- Born: Navinchandra Jamnadas Engineer May 1951 (age 75)
- Known for: Founder and owner, Chemidex
- Spouse: Varsha Engineer
- Children: 2

= Navin Engineer =

British businessman (born 1951)

Navinchandra Jamnadas Engineer (born May 1951) is a British billionaire, the owner of Chemidex, a pharmaceutical company that he founded in 1981.

==Early life==
Navinchandra Jamnadas Engineer was born in May 1951. His father worked for the Kenyan civil service. In 1963, he was sent from Kenya to London to live with his aunt, and later studied at the London School of Pharmacy.

==Career==
Engineer's first job on graduation was a pharmacist for the Boots the Chemist chain, which he found "a little bit like the civil service"; one day he was shocked by a visiting area manager asking for a cup of tea when he was busy dispensing prescriptions, and resigned the same day.

Chemidex was founded by Engineer and his wife in 1981, and is based in Egham, Surrey.

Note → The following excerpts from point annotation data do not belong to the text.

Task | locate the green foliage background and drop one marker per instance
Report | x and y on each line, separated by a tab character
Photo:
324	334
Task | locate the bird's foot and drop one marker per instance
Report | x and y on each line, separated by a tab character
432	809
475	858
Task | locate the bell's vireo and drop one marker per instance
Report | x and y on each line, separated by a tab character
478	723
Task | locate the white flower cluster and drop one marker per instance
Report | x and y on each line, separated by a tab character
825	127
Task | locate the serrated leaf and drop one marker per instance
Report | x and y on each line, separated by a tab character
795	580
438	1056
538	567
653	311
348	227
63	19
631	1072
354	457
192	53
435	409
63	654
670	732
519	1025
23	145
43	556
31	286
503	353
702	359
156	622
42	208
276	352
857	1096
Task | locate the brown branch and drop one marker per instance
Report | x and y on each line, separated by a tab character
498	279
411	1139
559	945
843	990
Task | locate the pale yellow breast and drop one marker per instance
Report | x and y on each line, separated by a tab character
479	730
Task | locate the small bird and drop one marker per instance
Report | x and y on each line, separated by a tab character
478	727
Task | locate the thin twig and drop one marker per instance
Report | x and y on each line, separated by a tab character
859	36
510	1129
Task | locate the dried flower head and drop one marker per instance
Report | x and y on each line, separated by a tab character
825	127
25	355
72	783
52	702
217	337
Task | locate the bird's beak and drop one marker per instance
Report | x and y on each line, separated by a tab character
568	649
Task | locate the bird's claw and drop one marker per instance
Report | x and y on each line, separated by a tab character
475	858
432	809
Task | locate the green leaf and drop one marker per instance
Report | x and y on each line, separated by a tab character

In 1981, Chemidex opened its first pharmacy in Chertsey, Surrey. In 1999, he had 14 pharmacies which he sold to the German company Celesio for a reported £12 million. Chemidex then became a pharmaceutical company, and it acquired its first brand in 2000.

According to The Sunday Times, the business is valued at £1 billion and Engineer at £1.1 billion.

Engineer also set up the company Essential Generics, a drug manufacturer based in Egham, Surrey. He resigned as a director of the company in 2013.

==Personal life==
He is married to Varsha Engineer. They have two children, and both studied medicine.